O Flamengo é realmente inexplicável. Depois de fazer péssimas partidas contra Atlético-PR e Náutico, tirando, claro, os lampejos de bom futebol que não ultrapassam vinte minutos, o time resolveu “pagar a conta” justamente contra o Botafogo, pela primeira partida das quartas de final da Copa do Brasil.

Não foi um início arrasador como no jogo contra o Atlético-PR, e também não apresentamos as mesmas fragilidades da partida contra o Náutico. Fomos um Flamengo equilibrado e com postura de time grande. É o que cobro sempre: postura! Jayme deu isso ao setor em que mais falhávamos, o defensivo. Bem postada, a defesa conseguiu não dar espaços ao Botafogo e ainda ofereceu boa transição com o meio-campo nos contra-ataques. Proposta clara de jogo implementada por Jayme.

Contando que teríamos um Botafogo mais perigoso, mais uma vez o futebol mostrou suas surpresas. O Flamengo foi quem mais finalizou, e podemos dizer que um 3 a 0 não seria exagero. Em jogada de João Paulo pela esquerda, que cruzou para a área, Paulinho brigou com o zagueiro e deu um passe ao estilo beach soccer para a finalização de André Santos, aos doze minutos.

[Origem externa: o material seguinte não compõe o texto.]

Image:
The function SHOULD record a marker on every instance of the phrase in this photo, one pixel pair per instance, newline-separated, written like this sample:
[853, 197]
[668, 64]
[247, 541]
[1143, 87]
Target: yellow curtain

Diferente de outras partidas, o Flamengo manteve sua postura de jogo e teve outras chances com Carlos Eduardo. Se Jefferson não fosse eficiente, o resultado poderia ter sido maior. Finalizamos oito vezes contra a meta botafoguense e, apesar dos erros infantis que sempre nos custam resultados, o Botafogo só finalizou três vezes contra o gol de Felipe.

Mas nem tudo são flores. O Flamengo começou o segundo tempo com a mesma aplicação tática, marcando desde a saída de bola. Entre erros aqui e ali, o Botafogo, novamente aos doze minutos — agora da etapa final —, empatou a partida. Sem se acovardar, cresceu no jogo e passou a chegar com mais perigo. Felipe foi bastante exigido nos primeiros vinte minutos do segundo tempo.

O Flamengo até conseguiu equilibrar a partida, mas sem repetir o volume ofensivo do primeiro tempo. Faltaram oportunidades claras. O Botafogo foi mais perigoso, mas parou nas mãos de Felipe. Não foi uma atuação brilhante, mas também não foi ruim. Foi um jogo equilibrado contra o vice-líder do Campeonato Brasileiro.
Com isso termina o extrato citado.